Aneta mengernyit saat menoleh ke belakang untuk melihat teman-teman Elon yang berisik. Dia tak akan menoleh jika saja saja tak mendengar namanya disebut-sebut.
"Kelompok selanjutnya," perkataan Bu Wati membuat Aneta dengan cepat mengarahkan wajahnya kembali menghadap Bu Wati. "Catat baik-baik. Ibu nggak akan ulang. Alona Elora. Key Davino. Elon. Aneta."
Aneta merasakan jantungnya hampir copot.
Kenapa ... Elon? Apa yang Bu Wati pikirkan? Bukannya tak adil menyatukan mereka dalam satu kelompok?
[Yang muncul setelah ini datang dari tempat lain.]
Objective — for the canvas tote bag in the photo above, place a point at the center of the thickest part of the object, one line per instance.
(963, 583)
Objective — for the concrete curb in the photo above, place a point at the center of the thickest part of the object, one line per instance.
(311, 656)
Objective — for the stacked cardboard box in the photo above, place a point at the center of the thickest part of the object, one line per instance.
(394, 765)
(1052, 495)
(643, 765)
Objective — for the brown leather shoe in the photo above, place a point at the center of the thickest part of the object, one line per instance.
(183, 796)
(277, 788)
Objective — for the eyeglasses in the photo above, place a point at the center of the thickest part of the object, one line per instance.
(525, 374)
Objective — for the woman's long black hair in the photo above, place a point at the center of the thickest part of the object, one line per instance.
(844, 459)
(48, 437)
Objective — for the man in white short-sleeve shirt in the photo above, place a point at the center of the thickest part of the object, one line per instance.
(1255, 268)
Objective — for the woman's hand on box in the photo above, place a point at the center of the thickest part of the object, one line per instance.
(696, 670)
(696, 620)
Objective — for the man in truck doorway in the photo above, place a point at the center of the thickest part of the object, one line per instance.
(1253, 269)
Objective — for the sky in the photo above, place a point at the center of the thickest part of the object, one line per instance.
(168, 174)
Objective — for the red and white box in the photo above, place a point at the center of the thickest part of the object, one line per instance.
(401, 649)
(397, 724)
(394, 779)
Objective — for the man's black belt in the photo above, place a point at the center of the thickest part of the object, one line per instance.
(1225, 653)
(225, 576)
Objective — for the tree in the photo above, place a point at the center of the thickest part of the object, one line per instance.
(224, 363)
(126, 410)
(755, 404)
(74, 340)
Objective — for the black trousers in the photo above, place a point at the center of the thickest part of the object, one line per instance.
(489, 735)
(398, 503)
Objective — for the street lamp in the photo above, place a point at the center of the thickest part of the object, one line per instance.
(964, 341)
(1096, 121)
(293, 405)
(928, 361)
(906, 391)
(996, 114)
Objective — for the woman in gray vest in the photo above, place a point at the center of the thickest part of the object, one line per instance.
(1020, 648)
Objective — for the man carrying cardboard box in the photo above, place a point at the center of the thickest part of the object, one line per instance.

Aneta bertanya-tanya, tetapi tidak bisa protes karena sejujurnya dia sedikit menginginkan kesempatan yang tak akan mungkin datang dua kali ini.
"Oke, seperti biasa, untuk memudahkan saling diskusi tolong duduk di dekat kelompok masing-masing," kata Bu Wati, mengamati murid-muridnya yang mulai berdiri mengatur meja dan kursi.
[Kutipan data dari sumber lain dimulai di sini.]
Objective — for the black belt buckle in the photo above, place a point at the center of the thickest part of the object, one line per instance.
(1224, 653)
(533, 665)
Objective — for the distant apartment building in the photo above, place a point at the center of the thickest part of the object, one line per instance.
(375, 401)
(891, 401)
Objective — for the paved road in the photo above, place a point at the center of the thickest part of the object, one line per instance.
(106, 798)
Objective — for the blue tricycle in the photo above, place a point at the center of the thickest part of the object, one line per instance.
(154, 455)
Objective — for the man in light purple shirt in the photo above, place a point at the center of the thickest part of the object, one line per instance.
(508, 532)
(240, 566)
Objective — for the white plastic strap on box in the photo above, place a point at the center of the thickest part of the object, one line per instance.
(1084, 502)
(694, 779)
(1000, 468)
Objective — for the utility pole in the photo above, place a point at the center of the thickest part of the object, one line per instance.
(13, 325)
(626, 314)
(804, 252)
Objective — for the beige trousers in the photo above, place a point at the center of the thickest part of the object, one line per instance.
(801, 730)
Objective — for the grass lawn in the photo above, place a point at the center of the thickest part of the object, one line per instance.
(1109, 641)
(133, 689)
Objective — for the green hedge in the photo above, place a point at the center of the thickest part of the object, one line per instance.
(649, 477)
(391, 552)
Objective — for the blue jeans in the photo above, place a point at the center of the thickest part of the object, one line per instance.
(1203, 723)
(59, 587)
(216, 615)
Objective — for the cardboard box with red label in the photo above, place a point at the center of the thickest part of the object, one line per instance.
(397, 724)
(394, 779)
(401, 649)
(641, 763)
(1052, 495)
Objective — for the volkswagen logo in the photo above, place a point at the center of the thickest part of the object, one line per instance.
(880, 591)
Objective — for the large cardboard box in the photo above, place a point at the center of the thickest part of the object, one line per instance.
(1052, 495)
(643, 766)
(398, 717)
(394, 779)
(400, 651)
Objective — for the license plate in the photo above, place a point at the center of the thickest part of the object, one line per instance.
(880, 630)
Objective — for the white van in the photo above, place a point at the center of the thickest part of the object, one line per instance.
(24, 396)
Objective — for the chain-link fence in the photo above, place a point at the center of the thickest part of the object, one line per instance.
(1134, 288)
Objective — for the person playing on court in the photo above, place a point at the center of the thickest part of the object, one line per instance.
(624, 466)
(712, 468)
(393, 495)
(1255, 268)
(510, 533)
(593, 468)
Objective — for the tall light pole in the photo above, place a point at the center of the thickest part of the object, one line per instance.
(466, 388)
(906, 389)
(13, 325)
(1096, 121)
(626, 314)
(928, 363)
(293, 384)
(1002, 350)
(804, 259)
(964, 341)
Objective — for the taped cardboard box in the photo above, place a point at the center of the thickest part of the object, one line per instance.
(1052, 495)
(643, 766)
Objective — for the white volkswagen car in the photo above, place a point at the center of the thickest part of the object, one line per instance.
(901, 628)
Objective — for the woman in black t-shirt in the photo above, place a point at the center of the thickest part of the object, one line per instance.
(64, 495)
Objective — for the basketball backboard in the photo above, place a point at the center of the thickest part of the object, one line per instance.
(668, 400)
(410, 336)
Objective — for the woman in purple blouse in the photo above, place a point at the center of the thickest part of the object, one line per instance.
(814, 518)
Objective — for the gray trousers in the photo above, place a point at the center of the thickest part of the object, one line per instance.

Alona mendesis saat dilihatnya Key berjalan membawa satu buku yang tergulung sambil terkekeh. "Mimpi apa gue semalam harus sekelompok sama lo?"
"Mimpi indah?" tebak Key asal. Tiba di dekat Alona, dia langsung mendapatkan pukulan di lengan.
Berbeda dengan dua orang itu yang sedang adu mulut, Aneta dan Elon tak mengatakan apa pun. Hanya ketegangan di wajah Aneta. Elon juga tiba-tiba menjadi patung.
Tidak butuh waktu lama bagi siswa-siswi kelas itu dalam mengatur meja. Kelompok Aneta ada di bagian depan. Aneta membaca materi kelompok dengan tidak tenang. Diam-diam pandangannya naik, melirik Elon yang sedang bertopang dagu tak semangat.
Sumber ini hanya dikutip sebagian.